The new Neoverse V1 introduces the new V-series into Arm’s infrastructure IP portfolio, and essentially this represents the company’s push for higher absolute performance, no matter the cost.

Earlier this spring we covered the company’s new mobile Cortex-X1 CPU IP which represented significant business model change for Arm: Instead of offering only a single one-fits-all CPU microarchitecture which licensees had to make due with in a wider range of designs and performance points, we’ve now seen a divergence of the microarchitectures, with one IP offering now focusing on pure maximum performance (Cortex-X1), no matter the area or power cost, while the other design (Cortex-A78) focuses on Arm’s more traditional maximised PPA (Power, Performance, Area) design philosophy.

The Zeus microarchitecture in the form of the Neoverse V1 is essentially the infrastructure counterpart to what Arm has achieved in the mobile IP offering with the Hera Cortex-X1 CPU IP: A focus on maximum performance, with a lesser regard to power and area.

This means that the V1 has significantly larger caches, cores structures, using up more area and power to achieve unprecedented performance levels.

In terms of generational performance uplift, it’s akin to Arm throwing down the gauntlet to the competition, achieving a ground-breaking +50 IPC boost compared to Neoverse N1 that we’re seeing in silicon today. The performance uplift potential here is tremendous, as this is merely a same-process ISO-frequency upgrade, and actual products based on the V1 will also in all likelihood also see additional performance gains thanks to increased frequencies through process node advancements.

If we take the conservatively clocked Graviton2 with its 2.5GHz N1 cores as a baseline, a theoretical 3GHz V1 chip would represent an 80% uplift in per-core single-threaded performance. Not only would such a performance uptick vastly exceed any current x86 competition in the server space in terms of per-core performance, it would be enough to match the current best high-performance desktop chips from AMD and Intel today (Though we have to remember it’ll compete against next-gen Zen3 Milan and Sapphire Rapids products).

Neoverse N2 is Perseus – Continues the PPA Focus

Alongside the Neoverse V1 platform, we’ve seen a roadmap insertion that previously wasn’t there. The Perseus design will become the Neoverse N2, and will be the effective product-positioning successor to the N1. This new CPU IP represents a 40% IPC uplift compared to the N1, however still maintains the same design philosophy of maximising performance within the lowest power and smallest area.

It can be a bit confusing when it comes to the microarchitectural generations that we’re talking about here, so I made a graph to illustrate what we could call generational siblings between Arm’s mobile, and server CPU IP:

Although this is just a general rough outline of Arm’s products, the important thing to note that there’s similarities between generations of Cortex and Neoverse products as they’ve being developed in tandem at similar moments in time during their design.
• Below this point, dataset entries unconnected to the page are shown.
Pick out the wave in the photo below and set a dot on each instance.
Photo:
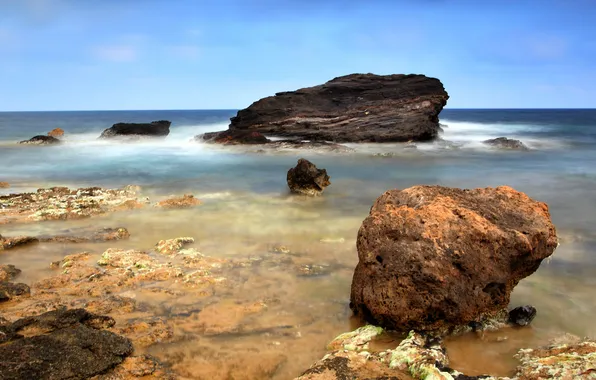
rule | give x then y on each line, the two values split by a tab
472	135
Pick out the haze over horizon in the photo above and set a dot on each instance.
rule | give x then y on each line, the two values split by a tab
128	55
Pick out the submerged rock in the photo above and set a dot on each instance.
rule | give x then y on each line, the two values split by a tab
7	243
522	316
41	140
154	129
505	143
306	179
56	132
103	234
9	291
185	201
234	137
433	257
567	361
61	344
8	272
60	203
351	108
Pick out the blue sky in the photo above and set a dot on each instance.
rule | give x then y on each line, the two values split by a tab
201	54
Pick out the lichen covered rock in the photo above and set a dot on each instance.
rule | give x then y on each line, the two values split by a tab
432	257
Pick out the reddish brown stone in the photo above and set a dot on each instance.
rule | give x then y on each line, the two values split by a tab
431	257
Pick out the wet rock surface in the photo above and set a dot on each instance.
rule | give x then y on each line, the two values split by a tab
9	291
433	257
307	179
185	201
522	316
41	140
17	241
8	272
82	236
351	108
154	129
61	344
60	203
234	137
506	143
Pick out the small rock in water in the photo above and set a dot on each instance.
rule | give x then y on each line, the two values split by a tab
8	272
522	316
9	290
41	140
56	132
185	201
505	143
306	179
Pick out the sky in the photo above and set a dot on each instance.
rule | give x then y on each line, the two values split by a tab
226	54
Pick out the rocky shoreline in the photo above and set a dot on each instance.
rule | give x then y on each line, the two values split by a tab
89	299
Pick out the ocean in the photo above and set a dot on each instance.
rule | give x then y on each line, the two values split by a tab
247	205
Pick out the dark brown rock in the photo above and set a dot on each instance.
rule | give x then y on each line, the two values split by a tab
41	140
17	241
505	143
8	272
431	257
154	129
522	316
306	179
352	108
62	344
9	290
234	137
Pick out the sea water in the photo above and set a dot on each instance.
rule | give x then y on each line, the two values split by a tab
247	208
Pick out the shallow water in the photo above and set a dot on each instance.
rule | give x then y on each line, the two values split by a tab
247	210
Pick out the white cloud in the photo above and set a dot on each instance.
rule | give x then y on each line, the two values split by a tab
186	51
116	53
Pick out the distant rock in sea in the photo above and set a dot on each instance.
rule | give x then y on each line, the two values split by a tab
41	140
56	132
351	108
505	143
154	129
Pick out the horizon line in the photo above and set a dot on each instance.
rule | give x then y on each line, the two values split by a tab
237	109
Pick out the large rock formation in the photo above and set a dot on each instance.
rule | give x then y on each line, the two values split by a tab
352	108
431	257
154	129
306	179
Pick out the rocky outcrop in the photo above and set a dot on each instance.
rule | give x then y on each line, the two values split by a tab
432	257
306	179
41	140
56	132
61	203
351	108
505	143
422	357
9	291
185	201
17	241
234	137
154	129
61	344
8	272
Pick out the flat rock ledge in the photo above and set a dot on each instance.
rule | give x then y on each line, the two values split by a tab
423	357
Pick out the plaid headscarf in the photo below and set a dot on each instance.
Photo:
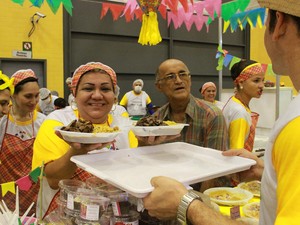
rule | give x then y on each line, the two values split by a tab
248	72
22	75
207	85
8	83
91	66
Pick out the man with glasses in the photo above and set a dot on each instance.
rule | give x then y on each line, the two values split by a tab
207	126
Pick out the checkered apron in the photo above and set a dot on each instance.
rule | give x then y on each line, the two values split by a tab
15	163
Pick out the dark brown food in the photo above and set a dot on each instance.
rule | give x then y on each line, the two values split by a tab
79	126
150	121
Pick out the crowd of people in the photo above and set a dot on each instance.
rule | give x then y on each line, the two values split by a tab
29	115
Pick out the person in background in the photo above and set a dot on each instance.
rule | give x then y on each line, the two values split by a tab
118	109
137	102
18	130
6	90
55	93
209	92
71	96
60	103
46	102
248	77
206	124
280	189
94	91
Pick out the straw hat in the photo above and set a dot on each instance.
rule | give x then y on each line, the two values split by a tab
291	7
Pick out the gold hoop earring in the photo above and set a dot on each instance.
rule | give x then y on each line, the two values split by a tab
73	105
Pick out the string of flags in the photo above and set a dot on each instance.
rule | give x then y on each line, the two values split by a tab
226	59
178	12
24	183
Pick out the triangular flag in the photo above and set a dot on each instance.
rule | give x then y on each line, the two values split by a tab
24	183
234	61
34	174
9	186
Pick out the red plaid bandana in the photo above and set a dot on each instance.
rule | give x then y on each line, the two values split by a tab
207	85
90	66
22	75
248	72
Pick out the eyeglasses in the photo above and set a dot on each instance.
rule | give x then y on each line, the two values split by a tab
173	76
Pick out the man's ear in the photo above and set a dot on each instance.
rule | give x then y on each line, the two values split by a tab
158	86
280	27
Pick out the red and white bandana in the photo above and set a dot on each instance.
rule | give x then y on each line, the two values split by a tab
248	72
22	75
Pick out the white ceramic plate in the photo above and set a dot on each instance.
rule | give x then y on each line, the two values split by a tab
132	169
229	196
252	186
158	130
87	138
252	210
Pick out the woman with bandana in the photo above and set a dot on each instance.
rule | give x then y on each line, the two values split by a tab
18	130
248	77
94	91
6	90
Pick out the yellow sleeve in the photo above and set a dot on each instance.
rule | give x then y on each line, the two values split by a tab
148	101
47	145
238	130
133	142
124	101
286	161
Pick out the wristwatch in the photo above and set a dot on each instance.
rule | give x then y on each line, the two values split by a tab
185	202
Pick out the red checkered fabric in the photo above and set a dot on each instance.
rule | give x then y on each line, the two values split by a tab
90	66
248	72
22	75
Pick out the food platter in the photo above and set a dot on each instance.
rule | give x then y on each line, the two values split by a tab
132	169
252	210
144	131
87	138
229	196
252	186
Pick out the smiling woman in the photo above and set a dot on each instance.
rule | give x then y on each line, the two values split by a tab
94	91
248	77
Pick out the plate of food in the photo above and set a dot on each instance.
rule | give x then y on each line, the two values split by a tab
252	186
151	126
84	132
229	196
252	210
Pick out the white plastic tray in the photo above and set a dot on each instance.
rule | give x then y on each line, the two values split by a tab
132	169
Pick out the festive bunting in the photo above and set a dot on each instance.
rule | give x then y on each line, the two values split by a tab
225	59
24	183
53	4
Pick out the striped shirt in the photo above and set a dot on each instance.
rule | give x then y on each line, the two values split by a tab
207	127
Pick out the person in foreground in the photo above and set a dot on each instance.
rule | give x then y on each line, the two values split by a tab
248	77
280	177
19	128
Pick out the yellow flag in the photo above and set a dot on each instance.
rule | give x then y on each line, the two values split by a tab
10	186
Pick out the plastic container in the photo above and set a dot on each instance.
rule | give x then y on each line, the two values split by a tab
131	219
122	203
68	186
92	206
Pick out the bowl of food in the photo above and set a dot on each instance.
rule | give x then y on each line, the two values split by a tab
252	186
252	210
84	132
229	196
151	126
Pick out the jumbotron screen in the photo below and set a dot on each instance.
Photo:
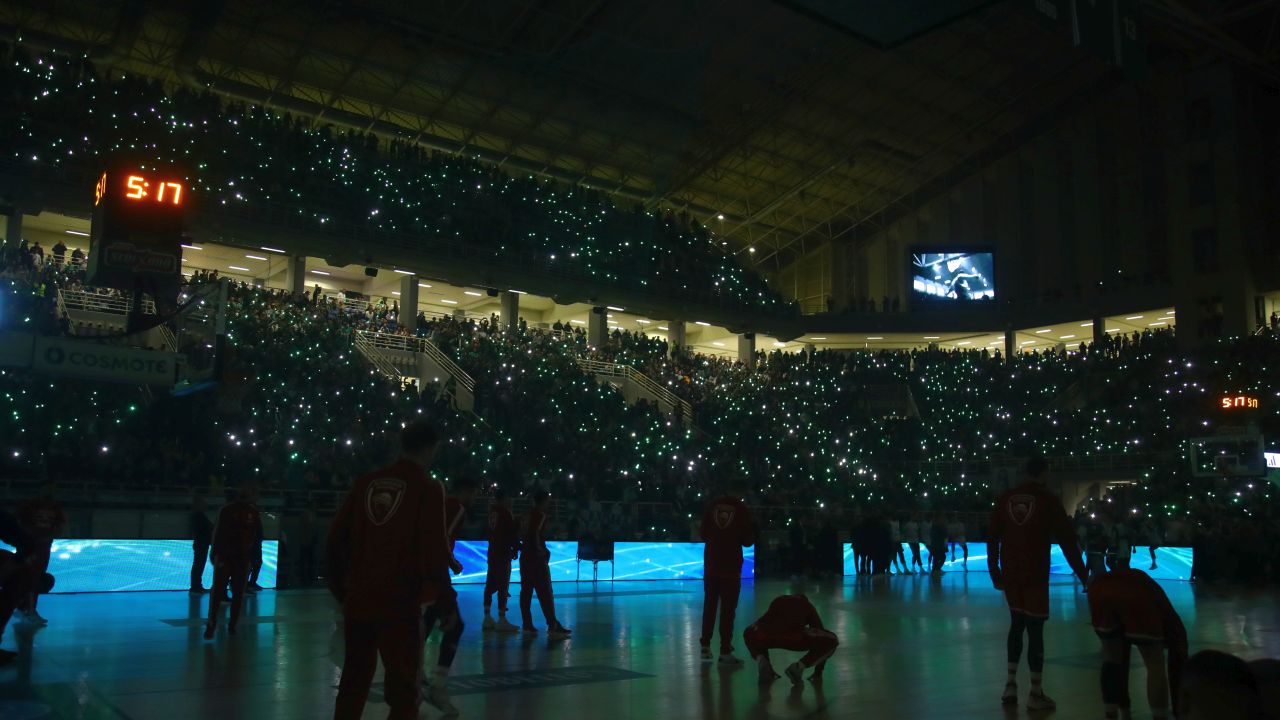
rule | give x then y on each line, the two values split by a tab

The Neoverse N1 was developed in conjunction with the Cortex-A76, and thus the two microarchitectures can be regarded as sibling designs as they share a lot of similarities.

The Neoverse V1 can be regarded as a sibling design to the Cortex-X1, likely sharing a lot of the supersized core structures that had been developed for these two flagship CPUs.

The Neoverse N2 is a bit more special as it represents the sibling design to a next-generation Cortex-A core which is the follow-up to the A78. Arm says they’ll be licensing out this “Perseus” design by the end of the year and that customers already are engaging on beta RTL – we’re likely to hear more about this generation of products at next year’s TechDay event. The N2 would be lagging behind the V1 by one year and subsequently it'll take more time to see this in products.

As a note, all of the above designs are all based in Austin and can be regarded as in the same microarchitecture family that had been started off with the Cortex-A76. If I’m not mistaken, next-generation “Poseidon” designs will be on a fresh new microarchitecture started by Arm’s Sophia-Antipolis design team – although Arm does note that there’s a lot more collaboration and blur between the different teams nowadays. Here Arm already notes a +30% IPC uplift for this generation of designs, likely to hit products in 2023.

An Undisclosed Architecture with SVE: Armv9?

One very notable characteristic of both the Neoverse V1 and N2 are the fact that these now support SVE (Scalable Vector Extensions), with the V1 having two native 256-bit pipelines and the N2 being a 2x128-bit design. The advantage of SVE over other SIMD ISAs is the fact that code written in it can scale with the varying execution width of a microarchitecture, something that’s just not possible with today’s Neon or AVX SIMD instructions.

Fujitsu’s A64FX chip and custom core microarchitecture had been to date the only CPU announced and available with SVE, meaning the V1 and N2 will be Arm’s first own designs actually implementing SVE.

Today’s announcements around this part of the V1 and N2 CPUs raised more questions than it answered, as the company wasn’t willing to disclose whether this support referred to the first-generation SVE instruction set, or whether they already supported SVE2.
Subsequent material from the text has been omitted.